On 02/03/11 12:24, Wolfgang Bornath wrote:
2011/3/2 Romain d'Alverny<[email protected]>:
On Wed, Mar 2, 2011 at 12:13, Michael Scherer<[email protected]>  wrote:
On Tue, 01 Mar 2011 22:29:09 -0600, Richard Couture wrote:

Throughout the pages at www.Mageia.org there are references to Linux
as if it is an OS or a distribution, [...]

I would propose that if you wish to do it right, to first do it right from
a mageia point of view. IE, that you should first post
on the proper ml ( ie one dedicated to web, or marketing, I would start by
marcom ). [...]

Yep. The point is relevant (common language use vs. precision) so
thank you Richard for bringing this up, in a good way.

Second, if you really want to do it right, you should IMHO start with a
patch, [...]

Although before a patch, the right message replacement should be
defined in marcom first.

Three, [...]

And please avoid the "politically [in]correct" thing, it is fuzzy at
best and it contributes to defuse the stance.

As a side note, you will note that the Mageia end-product is to be
called "Mageia" and not "Mageia Linux" (neither "Mageia GNU/Linux" for
that matter). If it does, it's a matter of imprecision we can fix. And
we did launch the project as "Mageia, the new Linux distribution" -
this was a temporary launch title and it had to be short.

So the fix will be more in how we define this Mageia product as such
("operating system"? "GNU/Linux distribution"? st else?) and relative
to what it uses/gathers (GNU/Linux indeed, but not only).

As a side note:
I met RMS when he held a speech in Frankfurt. He told me that he will
not visit Linuxtag (nor reply to an invitation for a key note) until
they change the event's name to "GNU/Linuxtag". I mention this to show
his commitment about this point.

But language and also expressions are a living thing. Today everybody
is aware that "Linux" stands for the whole package while "kernel" is
the current expression for the "real" Linux and everything else are
tools and apps, where the GNU tools are just one part.
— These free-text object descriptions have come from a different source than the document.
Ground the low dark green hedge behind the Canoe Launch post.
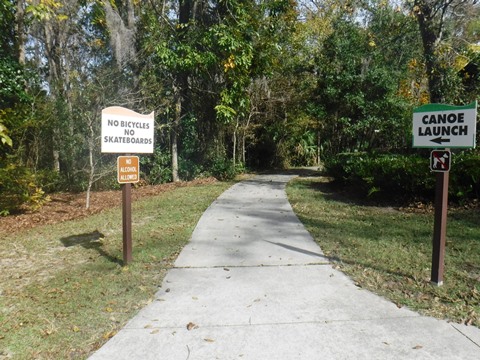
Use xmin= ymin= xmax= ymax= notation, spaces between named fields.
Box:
xmin=325 ymin=152 xmax=480 ymax=202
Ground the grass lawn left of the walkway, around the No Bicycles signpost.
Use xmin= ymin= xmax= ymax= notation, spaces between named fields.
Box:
xmin=0 ymin=182 xmax=231 ymax=359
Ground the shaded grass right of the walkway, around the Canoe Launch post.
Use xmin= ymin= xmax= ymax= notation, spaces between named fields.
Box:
xmin=287 ymin=178 xmax=480 ymax=327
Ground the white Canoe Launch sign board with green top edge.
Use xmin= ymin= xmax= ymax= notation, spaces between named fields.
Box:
xmin=413 ymin=101 xmax=477 ymax=148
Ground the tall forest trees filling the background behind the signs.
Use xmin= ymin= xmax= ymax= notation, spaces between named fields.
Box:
xmin=0 ymin=0 xmax=480 ymax=214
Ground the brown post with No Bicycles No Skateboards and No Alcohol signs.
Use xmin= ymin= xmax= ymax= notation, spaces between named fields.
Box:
xmin=101 ymin=106 xmax=154 ymax=265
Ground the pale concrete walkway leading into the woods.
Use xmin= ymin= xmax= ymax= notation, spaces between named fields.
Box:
xmin=91 ymin=175 xmax=480 ymax=360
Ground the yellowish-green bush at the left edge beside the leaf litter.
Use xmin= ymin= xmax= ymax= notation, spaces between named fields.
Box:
xmin=0 ymin=163 xmax=49 ymax=216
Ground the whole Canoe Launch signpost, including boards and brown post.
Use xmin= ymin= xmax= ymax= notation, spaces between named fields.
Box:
xmin=413 ymin=101 xmax=477 ymax=286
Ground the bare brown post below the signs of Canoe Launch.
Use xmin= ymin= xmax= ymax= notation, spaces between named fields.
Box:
xmin=431 ymin=171 xmax=449 ymax=286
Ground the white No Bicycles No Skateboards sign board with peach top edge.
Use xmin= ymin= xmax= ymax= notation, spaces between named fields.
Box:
xmin=102 ymin=106 xmax=154 ymax=154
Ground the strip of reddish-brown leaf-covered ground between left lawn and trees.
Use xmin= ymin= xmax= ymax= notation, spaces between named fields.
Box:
xmin=0 ymin=178 xmax=216 ymax=234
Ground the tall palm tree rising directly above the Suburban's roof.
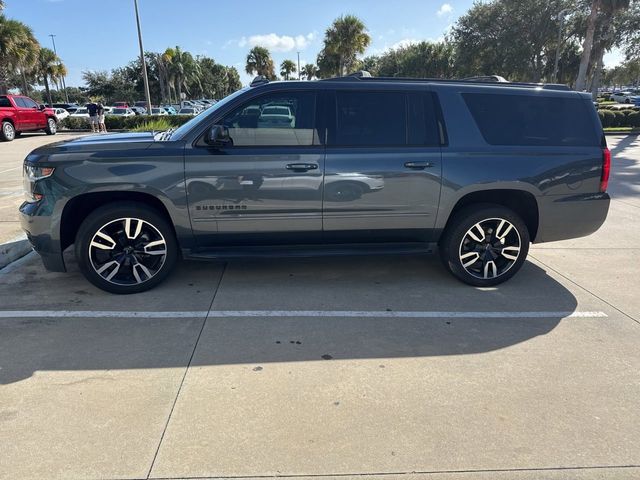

What we now
call "Linux" is far more than what RMS claims, it is not just
GNU/Linux. It is also Mozilla/Linux, OpenOffice.org/Linux, etc.

My personal opinion on that: to really be correct we have no other way
to use either "Linux" or use [all tools and applications]/Linux, which
would be ridiculous.


I agree with wobo. In English, and, I think, in many other modern languages, the meaning of a word is determined by common usage and not by what technical experts think it should mean.

The Oxford Dictionary, which (eventually) reflects common usage, and is the nearest we have to a definitive source in English, defines Linux as:

"an open-source operating system modelled on UNIX."

"Political in-correctness" often results from failure to recognise the changing meanings/connotations of words.